PI3K reactions were performed in 50 mM HEPES at pH 7.5 with 1 mM EGTA, 100 mM NaCl, 3 mM MgCl₂, 2 mM DTT, and 0.03% CHAPS. All tested compounds were dissolved in 100% DMSO. PIP2 and ATP were used as substrates, and the final reaction volume was 10 μL. To evaluate the PI3Kα inhibitors, 1.65 nM enzyme, 50 μM PIP2, and 25 μM ATP were used for every 10 μL reaction volume with inhibitor concentrations ranging from 0.5 nM to 10 μM. After incubating for 1 h at room temperature, the reactions were quenched by adding 10 μL of Kinase-Glo reagent. Raw data were collected from Flexstation program.

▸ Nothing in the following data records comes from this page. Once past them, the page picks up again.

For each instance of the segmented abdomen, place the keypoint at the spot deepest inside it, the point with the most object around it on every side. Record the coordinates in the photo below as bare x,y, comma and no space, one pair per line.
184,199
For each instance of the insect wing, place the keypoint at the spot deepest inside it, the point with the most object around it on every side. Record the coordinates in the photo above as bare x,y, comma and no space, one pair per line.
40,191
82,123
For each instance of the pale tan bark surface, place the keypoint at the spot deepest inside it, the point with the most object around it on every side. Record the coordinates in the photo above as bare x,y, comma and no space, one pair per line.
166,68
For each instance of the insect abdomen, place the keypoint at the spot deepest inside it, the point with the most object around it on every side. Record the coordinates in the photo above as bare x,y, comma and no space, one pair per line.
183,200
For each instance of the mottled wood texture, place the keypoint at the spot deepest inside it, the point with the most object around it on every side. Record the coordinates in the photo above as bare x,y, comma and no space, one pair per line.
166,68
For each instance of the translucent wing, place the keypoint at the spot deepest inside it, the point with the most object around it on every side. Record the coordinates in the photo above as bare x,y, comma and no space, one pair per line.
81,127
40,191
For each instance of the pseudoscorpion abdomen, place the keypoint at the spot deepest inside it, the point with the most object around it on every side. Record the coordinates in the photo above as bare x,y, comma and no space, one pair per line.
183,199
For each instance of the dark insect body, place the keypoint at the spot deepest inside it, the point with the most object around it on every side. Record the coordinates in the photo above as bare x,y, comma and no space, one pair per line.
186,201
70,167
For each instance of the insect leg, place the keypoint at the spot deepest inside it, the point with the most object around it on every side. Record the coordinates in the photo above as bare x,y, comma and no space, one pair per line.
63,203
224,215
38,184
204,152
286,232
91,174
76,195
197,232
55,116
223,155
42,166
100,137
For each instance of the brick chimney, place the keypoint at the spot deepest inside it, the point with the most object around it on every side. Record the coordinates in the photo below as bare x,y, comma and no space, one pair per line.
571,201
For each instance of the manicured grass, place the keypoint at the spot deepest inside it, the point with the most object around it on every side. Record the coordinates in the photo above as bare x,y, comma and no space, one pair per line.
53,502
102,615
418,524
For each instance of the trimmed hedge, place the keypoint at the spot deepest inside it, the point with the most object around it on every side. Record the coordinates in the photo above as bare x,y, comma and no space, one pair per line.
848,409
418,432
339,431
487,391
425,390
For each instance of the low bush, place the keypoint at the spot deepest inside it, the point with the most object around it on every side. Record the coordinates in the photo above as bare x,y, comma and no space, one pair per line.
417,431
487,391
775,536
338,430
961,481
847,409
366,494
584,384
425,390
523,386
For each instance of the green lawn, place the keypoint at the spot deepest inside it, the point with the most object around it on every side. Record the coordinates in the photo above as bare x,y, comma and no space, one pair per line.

3.3. Antiproliferative Assays in Vitro

The following cell lines, MCF-7, SK-BR-3, K562, Hela, MOLT-4, DU145, U937, and PC3 were purchased from Shanghai Cell Bank, Chinese Academy of Sciences. The cells were maintained at 37 °C in a 5% CO₂ incubator in DMEM (Gibco, Invitrogen, Carlsbad, CA, USA) or RPMI1640 (Gibco, Invitrogen) containing 10% FBS. Cell proliferation was determined by CCK8 assay (DOjinDo, Kyoto, Japan). Cells were seeded at a density of 800–1000 cells/well in 384 well plates and treated with solvent control or various concentration of compounds. After 72 h incubation, CCK8 reagent was added and absorbance was measured at 450 nm by using Envision 2104 multi-label Reader (Perkin Elmer, Waltham, MA, USA). Dose-response curves were plotted to determine the IC₅₀ values using Prism 5.0 (Graph Pad software Inc., San Diego, CA, USA).

4. Conclusions

Pelorol is natural product isolated from marine organisms, which possesses novel structure with high bioactivity. To solve the source problem of pelorol, we have developed an efficient and practical synthetic route for the preparation of pelorol in large scale. Moreover, the synthesis of some key intermediates has been optimized and scaled up. Five pelorol analogs have been prepared, their PI3K and tumor cell inhibitory activities have also been evaluated. This work is useful for further route optimization, structural modifications, activity assays and large-scale preparation of pelorol and related analogs.